Pierre Nora é outro historiador que se ocupou em estudar as diferenças entre história e

memória, principalmente no que concerne à problemática dos lugares de memória. Ele aponta

algumas diferenças, argumentando que “a memória é a vida, sempre carregada por grupos

vivos e, nesse sentido, ela está em permanente evolução, aberta à dialética da lembrança e do

esquecimento”103. Por outro lado, “a história é a reconstrução sempre problemática e

incompleta do que não existe mais. A memória é um fenômeno sempre atual, um elo vivido

no eterno presente; a história é uma representação do passado”104. Estabelece uma segunda

distinção, dizendo que a memória

é, por natureza, múltipla e desacelerada, coletiva, plural e individualizada. A história, ao contrário, pertence a todos e a ninguém, o que lhe dá uma vocação para o universal. A memória se enraíza no concreto, no espaço, no gesto, na imagem, no objeto. A história só se liga às continuidades temporais, às evoluções e às relações das coisas. A memória é um absoluto e a história só conhece o relativo105.

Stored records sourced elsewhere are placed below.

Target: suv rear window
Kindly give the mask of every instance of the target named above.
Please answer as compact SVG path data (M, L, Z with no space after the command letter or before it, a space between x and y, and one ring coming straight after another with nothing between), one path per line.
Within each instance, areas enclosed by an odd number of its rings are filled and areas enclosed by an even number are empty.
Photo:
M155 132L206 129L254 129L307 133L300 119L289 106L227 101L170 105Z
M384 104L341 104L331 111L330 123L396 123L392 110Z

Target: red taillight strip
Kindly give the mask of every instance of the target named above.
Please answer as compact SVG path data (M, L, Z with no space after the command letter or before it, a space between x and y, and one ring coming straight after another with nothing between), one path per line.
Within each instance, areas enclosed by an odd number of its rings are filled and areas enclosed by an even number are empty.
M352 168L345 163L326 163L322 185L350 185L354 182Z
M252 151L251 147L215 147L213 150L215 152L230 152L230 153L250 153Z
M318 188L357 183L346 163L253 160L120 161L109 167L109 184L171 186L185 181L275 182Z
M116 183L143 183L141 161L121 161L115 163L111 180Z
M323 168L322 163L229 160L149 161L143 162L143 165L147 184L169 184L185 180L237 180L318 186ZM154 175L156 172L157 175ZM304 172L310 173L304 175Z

A memória coletiva, em Halbwachs, é entendida como o somatório de memórias

individuais de sujeitos que vivem em comunidade, grupos, tribos etc., compondo-se

identidade coletiva. É a constituição do todo partindo das partes. Por sua vez, em Pollak, o

processo de construção da memória coletiva ocorre a partir de situações, elementos, fatores

pertencentes à memória individual. Já para Nora, a memória social contrapõe-se a ela porque

são os sujeitos que, vivendo nessas ou em outras comunidades, a estruturam, a organizam e a

desenvolvem. Isso implica considerar aspectos culturais, sociais, geracionais, entre outros, no

seu processo de elaboração.

“Lugares de memória”, termo cunhado por Nora, é uma expressão que surge por

diversos fatores: pela problemática circunscrita à memória social; pela “aceleração da

história” – ao estilo de Cazuza: “o tempo não pára” – neste mundo contemporâneo, ou neste

contexto da mundialização; pelo caráter de identidade do homem neste mundo de crises

paradigmáticas, entre outros.

Nesse sentido, a memória pode também ser desterritorializada, móvel. Exemplo disso

pode ser conferido a algo que se viu, que se leu na internet e que não está mais lá. O site da

igreja Renascer Floripa é um destes casos: saiu do ar logo após a prisão do casal Estevam e

Sônia Hernandes nos Estados Unidos. Todo os registro lá contidos agora não passam de uma

102 BRANDÃO, 1998, p. 297. 103 NORA, 1993, p. 9. 104 Idem. 105 Idem.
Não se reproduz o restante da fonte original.